David Cameron is facing a growing backbench backlash over plans for a major expansion of the Government's powers to monitor the email exchanges and website visits of every person in the UK.
Under legislation expected in next month's Queen's Speech, internet companies will be instructed to install hardware enabling GCHQ - the Government's electronic "listening" agency - to examine "on demand" any phone call made, text message and email sent, and website accessed, in "real time" without a warrant.
A previous attempt to introduce a similar law was abandoned by the former Labour government in 2006 in the face of fierce opposition from the Conservatives and the Liberal Democrats as well as civil liberties groups. Senior MPs from both coalition parties lined up to condemn the move by ministers to revive the plan.
The Home Office argued that the measure was "vital" to combat terrorism and organised crime and stressed a warrant would be needed in order to access the content of the communications they were monitoring.
However that did little to allay the concerns of critics who said the authorities would still be able to trace who people were in contact with and how often and for how long they were communicating.
"It is not focusing on terrorists or on criminals. It is absolutely everybody. Historically governments have been kept out of our private lives," said Conservative former shadow home secretary David Davis.
"Our freedom and privacy has been protected by using the courts by saying 'If you want to intercept, if you want to look at something, fine, if it is a terrorist or a criminal go and ask a magistrate and you'll get your approval'. You shouldn't go beyond that in a decent, civilised society but that is what is being proposed.
"They don't need this law to protect us.

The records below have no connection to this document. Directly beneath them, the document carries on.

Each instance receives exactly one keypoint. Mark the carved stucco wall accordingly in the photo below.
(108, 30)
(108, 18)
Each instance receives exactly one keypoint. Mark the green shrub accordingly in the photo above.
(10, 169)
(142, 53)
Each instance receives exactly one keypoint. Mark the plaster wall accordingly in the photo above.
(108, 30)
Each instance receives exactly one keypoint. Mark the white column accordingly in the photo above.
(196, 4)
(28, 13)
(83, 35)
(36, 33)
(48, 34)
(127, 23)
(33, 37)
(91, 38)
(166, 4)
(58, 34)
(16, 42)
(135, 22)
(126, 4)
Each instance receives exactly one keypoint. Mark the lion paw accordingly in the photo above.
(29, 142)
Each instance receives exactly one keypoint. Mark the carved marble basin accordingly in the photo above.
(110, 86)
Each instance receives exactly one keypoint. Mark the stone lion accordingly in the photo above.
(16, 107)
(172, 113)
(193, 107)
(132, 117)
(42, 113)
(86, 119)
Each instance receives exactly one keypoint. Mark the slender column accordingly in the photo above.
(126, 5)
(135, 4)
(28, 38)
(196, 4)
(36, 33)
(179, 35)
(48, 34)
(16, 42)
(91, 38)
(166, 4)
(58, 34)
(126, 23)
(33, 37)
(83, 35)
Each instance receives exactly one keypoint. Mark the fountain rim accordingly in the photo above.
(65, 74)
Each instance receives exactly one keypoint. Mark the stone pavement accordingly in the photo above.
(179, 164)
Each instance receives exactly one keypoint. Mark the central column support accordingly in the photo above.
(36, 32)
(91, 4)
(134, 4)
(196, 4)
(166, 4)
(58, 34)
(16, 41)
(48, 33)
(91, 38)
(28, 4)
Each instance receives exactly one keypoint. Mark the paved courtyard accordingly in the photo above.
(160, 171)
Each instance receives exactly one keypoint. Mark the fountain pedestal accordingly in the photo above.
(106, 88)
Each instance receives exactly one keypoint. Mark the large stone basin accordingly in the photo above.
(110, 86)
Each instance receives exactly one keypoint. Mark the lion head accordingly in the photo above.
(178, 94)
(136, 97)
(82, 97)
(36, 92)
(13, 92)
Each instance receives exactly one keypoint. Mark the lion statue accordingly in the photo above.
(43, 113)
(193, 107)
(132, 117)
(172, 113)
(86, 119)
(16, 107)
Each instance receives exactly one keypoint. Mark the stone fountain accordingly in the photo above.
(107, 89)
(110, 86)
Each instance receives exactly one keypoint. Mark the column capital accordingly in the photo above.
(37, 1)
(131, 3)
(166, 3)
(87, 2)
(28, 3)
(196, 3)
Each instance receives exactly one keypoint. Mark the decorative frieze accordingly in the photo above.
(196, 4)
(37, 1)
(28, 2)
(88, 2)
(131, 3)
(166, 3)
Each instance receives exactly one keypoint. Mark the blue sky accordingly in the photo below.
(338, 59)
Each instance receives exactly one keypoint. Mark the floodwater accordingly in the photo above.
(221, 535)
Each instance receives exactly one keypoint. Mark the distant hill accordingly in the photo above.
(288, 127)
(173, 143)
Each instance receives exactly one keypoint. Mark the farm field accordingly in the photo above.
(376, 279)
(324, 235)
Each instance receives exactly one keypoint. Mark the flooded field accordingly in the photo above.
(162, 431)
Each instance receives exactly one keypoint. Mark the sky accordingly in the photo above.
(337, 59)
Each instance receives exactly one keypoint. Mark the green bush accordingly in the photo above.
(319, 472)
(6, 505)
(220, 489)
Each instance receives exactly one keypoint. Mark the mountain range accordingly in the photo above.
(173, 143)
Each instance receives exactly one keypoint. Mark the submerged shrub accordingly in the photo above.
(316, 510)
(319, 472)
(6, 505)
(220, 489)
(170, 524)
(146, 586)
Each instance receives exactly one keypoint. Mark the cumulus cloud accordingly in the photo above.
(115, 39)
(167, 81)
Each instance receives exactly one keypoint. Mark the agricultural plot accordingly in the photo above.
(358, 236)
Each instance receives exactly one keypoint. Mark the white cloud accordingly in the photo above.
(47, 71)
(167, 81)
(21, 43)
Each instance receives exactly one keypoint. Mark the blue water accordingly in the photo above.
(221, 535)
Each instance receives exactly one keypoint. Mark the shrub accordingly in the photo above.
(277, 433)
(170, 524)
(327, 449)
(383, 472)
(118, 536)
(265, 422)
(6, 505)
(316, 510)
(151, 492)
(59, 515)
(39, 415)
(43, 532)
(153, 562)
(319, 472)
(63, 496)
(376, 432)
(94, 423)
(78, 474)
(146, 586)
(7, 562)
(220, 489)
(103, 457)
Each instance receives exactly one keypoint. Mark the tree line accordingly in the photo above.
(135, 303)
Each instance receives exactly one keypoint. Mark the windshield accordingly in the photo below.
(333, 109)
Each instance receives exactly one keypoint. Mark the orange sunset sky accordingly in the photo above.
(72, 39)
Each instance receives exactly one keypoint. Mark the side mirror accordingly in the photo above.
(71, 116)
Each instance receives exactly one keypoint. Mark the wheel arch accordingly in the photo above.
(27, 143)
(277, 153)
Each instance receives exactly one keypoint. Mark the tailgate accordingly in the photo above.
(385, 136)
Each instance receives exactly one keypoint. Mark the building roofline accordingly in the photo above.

This is an unnecessary extension of the ability of the state to snoop on ordinary innocent people in vast numbers. Frankly, they shouldn't have that power."
Liberty director Shami Chakrabarti warned that it would undermine the coalition's commitment to human rights if it went ahead with the plan.
"There is an element of whoever you vote for the empire strikes back," she said. "This is more ambitious than anything that has been done before. The coalition bound itself together in the language of civil liberties. Do they still mean it?"